Setelah selesai bercerita, ibu pasti memberikan baju lama tersebut kepada seorang anak perempuan yang dianggap pantas menerimanya. Hebatnya, baju simpanan ibu itu masih terlihat rapi, bersih, dan menarik karena dijahit kembali oleh ibu. Anak yang paling sering menerimanya dianggap anak yang paling dicintai oleh ibu mereka. Saat bapak meninggal, ibu sangat terpukul dan tidak memiliki semangat hidup. Anak-anak ibu sangat mengerti bagaimana kesedihan ibu mereka yang ditinggalkan oleh pasangan hidupnya. Betapa tidak, semua baju yang disimpan memiliki banyak kenangan yang mengingatkannya pada bapak. Cerita masa lalu ibu pun juga terhenti begitu saja. Mereka sebenarnya sangat sedih dengan keadaan ibu, tetapi mereka tidak pernah menyerah membuat ibu kembali seperti dulu. Tiba-tiba ibu memanggil semua anak dan cucunya untuk berkumpul. Mereka menduga ibu akan memulai tradisi berceritanya lagi. Tetapi yang terjadi tidak demikian. Ibu mengeluarkan sebuah bed cover yang dijahitnya sendiri dari potongan-potongan baju yang memiliki banyak kenangan itu. Semua pun menjadi kaget dan tidak percaya. Baju yang selama ini dianggap sebagai album kenangan, tiba-tiba berubah menjadi kain perca. Ibu menasihati mereka supaya tidak terbelenggu oleh kenangan. Ibu juga meminta baju-baju lama anak-anaknya kemudian mengguntingnya dan menjahitnya menjadi taplak meja, alas gelas, bed cover, dan sebagainya. Keluarga mereka sekarang terbiasa menertawakan kenangan. Tak lama kemudian, ibu meninggal dunia. Semua sangat sedih dan tidak percaya dengan kematian ibu, bahkan tak sanggup untuk membereskan barang-barang ibu. Setelah cukup kuat untuk menerima kepergian ibu, mereka pun membereskan barang-barang ibu, termasuk baju-bajunya. Mereka membuka almari ibu kemudian menemukan baju-baju bapak terlipat rapi dan tidak digunting-gunting menjadi kain perca.

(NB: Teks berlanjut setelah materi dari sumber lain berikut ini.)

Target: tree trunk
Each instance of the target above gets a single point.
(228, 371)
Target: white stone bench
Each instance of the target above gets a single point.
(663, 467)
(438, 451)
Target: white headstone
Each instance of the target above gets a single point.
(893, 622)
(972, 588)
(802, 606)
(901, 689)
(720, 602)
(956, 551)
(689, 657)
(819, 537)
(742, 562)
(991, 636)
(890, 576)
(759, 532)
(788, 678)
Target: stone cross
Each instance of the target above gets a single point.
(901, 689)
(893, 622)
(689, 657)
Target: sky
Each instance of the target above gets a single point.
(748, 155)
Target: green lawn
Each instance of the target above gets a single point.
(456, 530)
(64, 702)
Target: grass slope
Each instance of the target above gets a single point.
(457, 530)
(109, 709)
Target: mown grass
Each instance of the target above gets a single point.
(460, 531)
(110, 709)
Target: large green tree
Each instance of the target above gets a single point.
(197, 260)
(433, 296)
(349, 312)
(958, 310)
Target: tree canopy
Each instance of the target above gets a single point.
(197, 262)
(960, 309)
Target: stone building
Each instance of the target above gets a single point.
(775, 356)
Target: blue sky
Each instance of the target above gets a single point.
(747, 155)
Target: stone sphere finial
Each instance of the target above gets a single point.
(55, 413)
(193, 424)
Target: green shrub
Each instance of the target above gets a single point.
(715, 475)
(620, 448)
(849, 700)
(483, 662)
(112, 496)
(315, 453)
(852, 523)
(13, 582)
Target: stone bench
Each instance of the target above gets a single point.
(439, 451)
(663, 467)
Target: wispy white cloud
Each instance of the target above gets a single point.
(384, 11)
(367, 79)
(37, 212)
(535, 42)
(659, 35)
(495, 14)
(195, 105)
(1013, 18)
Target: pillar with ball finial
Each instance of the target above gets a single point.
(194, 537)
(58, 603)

Alur yang terdapat pada cerpen tersebut merupakan cukup runtut. Seperti alur maju yang menceritakan tentang kejadian yang terjadi dalam keluarga ibu dan alur mundur tentang kenangan-kenangan ibu diceritakan secara lengkap dan jelas. Bahasa yang digunakan oleh pengarang cukup komunikatif dan tidak sulit untuk dipahami pembaca sastra pemula karena jarang menggunakan diksi dan kiasan-kiasan tertentu.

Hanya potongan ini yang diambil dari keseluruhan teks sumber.